Neue Tools: KoliBri – Was ist das?
- KoliBri ist eine Open‑Source-Komponentenbibliothek, bereitgestellt vom ITZBund (Informationstechnikzentrum Bund), um barrierefreie, wiederverwendbare Web-Elemente (Buttons, Inputs, modale Fenster usw.) bereitzustellen.
- Ziel ist, die technische Umsetzung von BITV 2.0, EN 301 549 und WCAG zu erleichtern, insbesondere für Behörden und öffentliche Stellen.
- Seit Oktober 2022 ist KoliBri unter der EUPL-Lizenz auf GitHub veröffentlicht und kann von öffentlichen sowie privaten Organisationen weltweit eingesetzt und weiterentwickelt werden.
Rolle im Rahmen der „Dienstekonsolidierung“
- KoliBri ist Teil des Standardanforderungskatalogs Barrierefreiheit, der von BMI, LBIT Hessen und ITZBund entwickelt wurde.

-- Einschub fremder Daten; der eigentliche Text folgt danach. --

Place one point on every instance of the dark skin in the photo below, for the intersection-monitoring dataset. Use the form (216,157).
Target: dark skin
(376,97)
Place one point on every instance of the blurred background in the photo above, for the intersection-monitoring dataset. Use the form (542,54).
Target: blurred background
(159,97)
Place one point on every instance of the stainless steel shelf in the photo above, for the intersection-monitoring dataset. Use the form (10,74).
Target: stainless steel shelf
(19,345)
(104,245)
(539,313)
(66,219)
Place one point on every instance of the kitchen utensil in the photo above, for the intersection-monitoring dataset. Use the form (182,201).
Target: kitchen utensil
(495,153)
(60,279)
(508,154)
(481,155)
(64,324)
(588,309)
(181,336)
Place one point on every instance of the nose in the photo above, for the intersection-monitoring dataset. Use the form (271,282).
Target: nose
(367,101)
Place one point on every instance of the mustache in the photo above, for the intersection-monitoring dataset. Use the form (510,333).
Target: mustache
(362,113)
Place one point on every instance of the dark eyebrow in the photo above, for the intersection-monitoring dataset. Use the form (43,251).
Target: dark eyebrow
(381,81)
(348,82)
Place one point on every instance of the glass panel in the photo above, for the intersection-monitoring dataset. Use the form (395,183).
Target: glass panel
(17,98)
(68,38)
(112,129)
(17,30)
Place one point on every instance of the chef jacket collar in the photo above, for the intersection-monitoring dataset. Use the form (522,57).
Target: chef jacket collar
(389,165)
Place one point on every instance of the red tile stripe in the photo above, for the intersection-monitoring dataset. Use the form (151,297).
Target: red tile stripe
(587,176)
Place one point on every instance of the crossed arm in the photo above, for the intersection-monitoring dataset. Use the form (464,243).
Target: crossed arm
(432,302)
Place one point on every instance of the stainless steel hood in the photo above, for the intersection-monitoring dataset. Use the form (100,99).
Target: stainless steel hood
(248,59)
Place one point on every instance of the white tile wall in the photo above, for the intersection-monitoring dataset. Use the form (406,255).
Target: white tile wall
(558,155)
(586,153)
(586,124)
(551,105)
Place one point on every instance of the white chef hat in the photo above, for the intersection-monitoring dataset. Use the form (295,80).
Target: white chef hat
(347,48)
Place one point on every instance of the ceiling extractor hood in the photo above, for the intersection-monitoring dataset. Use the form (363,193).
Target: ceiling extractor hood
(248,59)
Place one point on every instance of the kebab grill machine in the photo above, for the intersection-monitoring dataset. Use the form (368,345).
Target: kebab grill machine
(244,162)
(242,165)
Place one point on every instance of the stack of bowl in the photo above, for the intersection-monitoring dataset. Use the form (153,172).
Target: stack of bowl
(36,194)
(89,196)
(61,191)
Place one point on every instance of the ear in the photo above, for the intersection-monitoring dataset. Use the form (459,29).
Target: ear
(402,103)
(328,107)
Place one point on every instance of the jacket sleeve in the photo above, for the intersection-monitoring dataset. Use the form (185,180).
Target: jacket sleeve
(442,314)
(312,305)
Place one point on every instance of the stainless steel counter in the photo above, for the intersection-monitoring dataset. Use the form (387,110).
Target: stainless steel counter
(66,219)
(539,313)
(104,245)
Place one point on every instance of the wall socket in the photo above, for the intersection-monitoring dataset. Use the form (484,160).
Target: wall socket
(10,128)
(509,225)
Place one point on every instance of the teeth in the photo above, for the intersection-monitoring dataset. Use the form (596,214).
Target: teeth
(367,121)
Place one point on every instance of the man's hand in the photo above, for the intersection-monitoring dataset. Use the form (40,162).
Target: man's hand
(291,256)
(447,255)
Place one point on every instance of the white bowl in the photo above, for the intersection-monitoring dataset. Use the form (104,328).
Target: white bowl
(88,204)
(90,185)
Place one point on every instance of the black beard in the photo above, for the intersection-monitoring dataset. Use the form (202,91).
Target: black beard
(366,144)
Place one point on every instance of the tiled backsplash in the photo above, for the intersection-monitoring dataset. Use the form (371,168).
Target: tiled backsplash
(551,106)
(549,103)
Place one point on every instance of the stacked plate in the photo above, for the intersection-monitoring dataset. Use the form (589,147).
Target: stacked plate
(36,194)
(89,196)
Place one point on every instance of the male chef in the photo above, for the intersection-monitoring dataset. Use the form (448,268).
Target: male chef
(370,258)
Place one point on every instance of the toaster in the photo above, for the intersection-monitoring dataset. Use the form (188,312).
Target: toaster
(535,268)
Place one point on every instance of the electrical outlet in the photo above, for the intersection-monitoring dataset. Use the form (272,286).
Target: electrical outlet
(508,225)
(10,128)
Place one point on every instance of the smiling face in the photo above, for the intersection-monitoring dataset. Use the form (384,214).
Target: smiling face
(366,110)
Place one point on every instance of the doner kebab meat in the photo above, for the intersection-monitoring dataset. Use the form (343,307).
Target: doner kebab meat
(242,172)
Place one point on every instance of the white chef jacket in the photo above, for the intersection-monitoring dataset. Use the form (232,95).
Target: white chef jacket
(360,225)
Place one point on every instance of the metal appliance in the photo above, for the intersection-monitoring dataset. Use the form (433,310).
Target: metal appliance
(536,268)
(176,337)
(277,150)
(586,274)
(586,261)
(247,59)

- Diese Bibliothek unterstützt Behörden dabei, Ausschreibungen, Vergabeverfahren und IT-Projekte abzusichern – indem sie Komponenten einsetzen, die bereits barrierefrei und testbar sind.
Kurzgesagt:
- KoliBri liefert konkrete, standardisierte Techniklösungen für barrierefreie Webentwicklung – als Open Source.
- In Kombination mit dem Standardanforderungskatalog, BITV, EN 301 549 und WCAG bildet KoliBri eine technische Basis, um gesetzliche Vorgaben effizient zu erfüllen.
- Künftig verpflichtend: Öffentliche IT-Projekte und zunehmend auch Private – KoliBri bietet bereits zugelassene, geprüfte Bausteine.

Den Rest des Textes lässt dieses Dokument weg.